The politics of school choice


Turning Rational Argument and Nuance Into Edible Sausage
By Rob Kremer

School choice could very well be an issue central to ending the 40-year Republican drought in Oregon’s 2022 gubernatorial race. Frustrations over the school system’s response to COVID and the revelations about schools’ apparent preference for social justice indoctrination over education have opened parents’ eyes. Eighteen states have established or added to private school choice programs since COVID began. Perhaps the time has come for Oregon parents to have the option of private schools with a publicly funded voucher, tax credit, or the newest form of school choice, an education savings account.

I was intimately involved in getting Oregon’s charter school law passed back in 1999. Charter schools are best thought of as one element of a state’s school choice landscape, but a charter law by itself is not sufficient to create a system of choice. I’ve spent the last 25 years in the school choice movement, advocating for choice in Oregon and in three dozen other states. Along the way we have learned a few (sometimes very expensive) lessons about the politics of getting private school choice laws passed.

Chief among them: Private school choice legislation does not do well on the ballot. Actually, this puts it kindly. Since 1990 when Oregon was the very first state to attempt a school choice ballot measure (32% voted yes), there have been six other losing attempts. The high-water mark was 39% in Colorado in 1998. The average has been under 35%. Even in Arizona, which in 2018 had a statewide vote on simply expanding an existing choice program, barely 35% of the voters said yes.

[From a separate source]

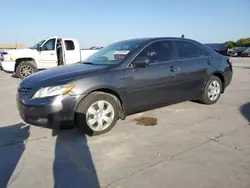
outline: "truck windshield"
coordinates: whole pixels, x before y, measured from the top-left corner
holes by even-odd
[[[138,46],[143,42],[143,39],[138,39],[110,44],[109,46],[91,55],[81,63],[88,63],[93,65],[119,64],[126,56],[128,56],[133,50],[138,48]]]
[[[34,46],[31,46],[30,49],[36,49],[37,46],[41,46],[44,42],[45,42],[45,40],[42,40],[42,41],[38,42],[37,44],[35,44]]]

In the meantime, between 1990 and today, 29 states have enacted private school choice programs through their legislatures. For veteran school choice advocates, it’s pretty simple: Don’t waste money on a ballot measure. The damage goes beyond just the loss – nothing sets back a movement like expensive failure.

The question of why private school choice performs so poorly on the ballot is something the movement’s leaders spent quite a bit of time and money answering through post-election polling and analysis. A school choice ballot measure brings out the full force of the Democrat media, as well as the institutional, government and corporate establishment. They don’t just oppose the measure, they demonize its supporters as trying to destroy the public school system.

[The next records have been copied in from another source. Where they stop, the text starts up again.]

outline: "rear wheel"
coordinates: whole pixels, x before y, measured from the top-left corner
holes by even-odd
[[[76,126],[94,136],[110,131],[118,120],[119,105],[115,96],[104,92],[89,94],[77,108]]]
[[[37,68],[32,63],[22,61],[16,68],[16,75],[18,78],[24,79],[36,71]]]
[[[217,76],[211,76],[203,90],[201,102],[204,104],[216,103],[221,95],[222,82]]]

The reality is that no donor-funded campaign is able to withstand the demagoguery and gas lighting that occurs when the entire institutional apparatus is united against it. Voters like school choice in the abstract, but they will not vote to destroy the public school system.

Of course, private school choice programs do nothing of the sort. But hotly contested campaigns are rather infertile soil to convince voters of nuance.

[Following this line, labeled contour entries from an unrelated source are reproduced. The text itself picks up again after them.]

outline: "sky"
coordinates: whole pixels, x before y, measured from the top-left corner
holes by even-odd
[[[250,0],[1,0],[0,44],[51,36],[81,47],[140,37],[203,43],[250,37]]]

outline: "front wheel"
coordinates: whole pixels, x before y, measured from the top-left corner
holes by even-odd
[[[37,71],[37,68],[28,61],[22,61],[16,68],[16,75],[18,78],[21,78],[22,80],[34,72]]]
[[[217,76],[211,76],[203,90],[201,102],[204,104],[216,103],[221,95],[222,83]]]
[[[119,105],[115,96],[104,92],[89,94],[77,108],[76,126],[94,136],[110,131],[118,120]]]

The growing discontent with public schools is real, but the reservoir of goodwill our system of public education enjoys has not been drained. Private school choice should be part of a state’s landscape of school options, alongside school-district operated public schools, independent charter schools, and the various types of home school arrangements.

But put it on the ballot and, without exception, the forces whose interests are challenged by parental choice are able to make it a binary choice: Vote yes and destroy public schools, or vote no and keep them.

This is why school choice is an issue much better suited to the legislative process, where nuance and rational argument can sometimes actually get ground into some form of edible sausage.